Umweltinformationen für Bauprodukte, Bauwerke und Unternehmen

Einordnung für die Betonfertigteilindustrie

Durch die Ausweitung gesellschaftspolitischer Fragestellungen, wie Klima- und Ressourcenschutz, Nachhaltigkeit und Transparenz in der Lieferkette, sind die Anforderungen an die Hersteller von Baustoffen und Bauteilen gestiegen: Sie müssen mehr denn je auf die ökologische Qualität ihrer Produkte achten, deren Wirkung auf die Umwelt ermitteln, die erforderlichen Informationen kommunizieren und das eigene Unternehmen an den neuen Fragestellungen ausrichten.

Nachfolgend werden einige für den (Beton-)Baubereich relevante Management- und Zertifizierungssysteme sowie mögliche Kennzeichnungen (Siegel) beschrieben. Dies soll Unternehmen eine Hilfestellung bei der Wahl eines für ihre Zielsetzung geeigneten Systems geben. Dabei kann es je nach Unternehmensspezifika andere – hier nicht genannte – Möglichkeiten geben. 

Vor dem Hintergrund des erheblichen arbeitstechnischen und finanziellen Aufwands für Datenerhebung, Bilanzierung und Zertifizierung sollte das gewählte System inkl.
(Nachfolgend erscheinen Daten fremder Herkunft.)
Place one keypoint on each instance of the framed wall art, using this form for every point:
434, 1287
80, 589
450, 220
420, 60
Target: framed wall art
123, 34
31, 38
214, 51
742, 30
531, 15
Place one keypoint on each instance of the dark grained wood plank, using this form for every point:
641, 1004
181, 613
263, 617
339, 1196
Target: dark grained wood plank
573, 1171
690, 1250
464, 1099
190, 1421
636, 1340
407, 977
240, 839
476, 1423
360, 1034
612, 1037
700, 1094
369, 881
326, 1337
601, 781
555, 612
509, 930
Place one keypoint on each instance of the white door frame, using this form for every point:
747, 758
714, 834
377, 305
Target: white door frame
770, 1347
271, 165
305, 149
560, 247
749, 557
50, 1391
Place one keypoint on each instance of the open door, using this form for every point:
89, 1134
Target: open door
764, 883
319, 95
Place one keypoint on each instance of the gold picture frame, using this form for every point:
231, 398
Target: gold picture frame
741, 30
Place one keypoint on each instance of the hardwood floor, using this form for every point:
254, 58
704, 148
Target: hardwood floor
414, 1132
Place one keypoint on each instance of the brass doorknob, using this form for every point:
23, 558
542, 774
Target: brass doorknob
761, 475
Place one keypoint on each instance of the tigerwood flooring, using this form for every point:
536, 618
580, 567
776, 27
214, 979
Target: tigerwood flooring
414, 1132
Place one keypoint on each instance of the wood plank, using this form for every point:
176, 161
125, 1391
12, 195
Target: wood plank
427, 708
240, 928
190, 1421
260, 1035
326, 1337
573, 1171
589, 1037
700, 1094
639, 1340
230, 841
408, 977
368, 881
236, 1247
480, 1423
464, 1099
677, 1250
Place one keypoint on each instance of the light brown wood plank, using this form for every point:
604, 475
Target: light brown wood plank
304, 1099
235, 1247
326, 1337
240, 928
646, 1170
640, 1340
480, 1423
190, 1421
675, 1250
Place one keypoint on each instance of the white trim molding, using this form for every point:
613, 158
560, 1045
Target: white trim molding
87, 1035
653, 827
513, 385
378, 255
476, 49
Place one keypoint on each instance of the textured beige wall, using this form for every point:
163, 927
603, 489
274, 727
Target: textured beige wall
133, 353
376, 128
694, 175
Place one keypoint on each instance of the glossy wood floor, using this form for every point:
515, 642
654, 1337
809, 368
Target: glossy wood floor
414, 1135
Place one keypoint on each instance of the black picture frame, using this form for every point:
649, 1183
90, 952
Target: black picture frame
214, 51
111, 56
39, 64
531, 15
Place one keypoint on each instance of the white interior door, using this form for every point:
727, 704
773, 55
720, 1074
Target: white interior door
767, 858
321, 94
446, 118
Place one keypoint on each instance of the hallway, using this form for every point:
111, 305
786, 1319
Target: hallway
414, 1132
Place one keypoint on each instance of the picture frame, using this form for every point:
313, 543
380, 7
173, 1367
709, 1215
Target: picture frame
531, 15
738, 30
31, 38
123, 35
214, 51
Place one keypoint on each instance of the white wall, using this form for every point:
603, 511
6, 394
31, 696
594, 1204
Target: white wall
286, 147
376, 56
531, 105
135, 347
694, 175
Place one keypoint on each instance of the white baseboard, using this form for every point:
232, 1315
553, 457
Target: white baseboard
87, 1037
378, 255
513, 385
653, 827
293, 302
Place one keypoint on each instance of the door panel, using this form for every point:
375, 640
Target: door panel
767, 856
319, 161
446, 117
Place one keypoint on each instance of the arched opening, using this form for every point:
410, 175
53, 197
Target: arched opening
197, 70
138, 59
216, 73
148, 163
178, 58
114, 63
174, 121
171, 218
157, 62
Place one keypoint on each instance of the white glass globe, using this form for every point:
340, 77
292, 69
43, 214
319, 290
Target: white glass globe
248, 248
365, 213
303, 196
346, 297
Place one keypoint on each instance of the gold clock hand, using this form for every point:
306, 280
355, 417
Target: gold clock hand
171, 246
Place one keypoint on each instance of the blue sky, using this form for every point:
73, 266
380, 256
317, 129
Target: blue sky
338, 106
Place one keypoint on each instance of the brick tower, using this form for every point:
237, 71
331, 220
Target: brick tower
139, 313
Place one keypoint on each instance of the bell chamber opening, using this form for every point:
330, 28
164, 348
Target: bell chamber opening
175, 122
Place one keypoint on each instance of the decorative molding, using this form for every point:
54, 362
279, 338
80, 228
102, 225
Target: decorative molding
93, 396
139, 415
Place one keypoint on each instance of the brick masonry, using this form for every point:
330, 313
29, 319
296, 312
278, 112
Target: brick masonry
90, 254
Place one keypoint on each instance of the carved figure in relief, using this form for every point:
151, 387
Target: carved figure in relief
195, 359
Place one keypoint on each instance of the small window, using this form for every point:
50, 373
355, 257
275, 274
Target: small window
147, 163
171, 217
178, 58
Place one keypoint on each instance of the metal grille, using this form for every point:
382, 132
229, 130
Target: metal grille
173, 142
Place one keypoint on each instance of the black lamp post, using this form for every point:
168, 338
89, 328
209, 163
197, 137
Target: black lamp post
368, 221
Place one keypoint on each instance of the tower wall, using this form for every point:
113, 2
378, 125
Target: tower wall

Kennzeichnung einen möglichst großen Mehrwert für die Unternehmen generieren. In jedem Fall, das heißt unabhängig von der angestrebten Zertifizierung, führt die vertiefte Beschäftigung mit den Umweltwirkungen von Unternehmen und Produkten zu einer Sensibilisierung für die eigenen Prozesse. Zum Beispiel können

  • Kenntnisse über die eigenen Produkte und Produktionsprozesse vergrößert,
  • Kosten eingespart werden durch 
    • effizientere Nutzung von Materialien und Energie,
    • effizientere Produktionsverfahren,
    • verringertes Abfallaufkommen,
  • Innovationen initiiert und
  • Umweltauswirkungen reduziert werden.

Dieser Text ist die Zusammenfassung des ausführlicheren Fachbeitrag “Umweltinformationen für Bauprodukte, Bauwerke und Unternehmen - Einordnung für die Betonfertigteilindustrie” der beiden Autorinnen, Alice Becke (Fachvereinigung Deutscher Betonfertigteilbau e.V.) und Diana Krüger (Bayerischer Industrieverband Baustoffe, Steine und Erden e.V.).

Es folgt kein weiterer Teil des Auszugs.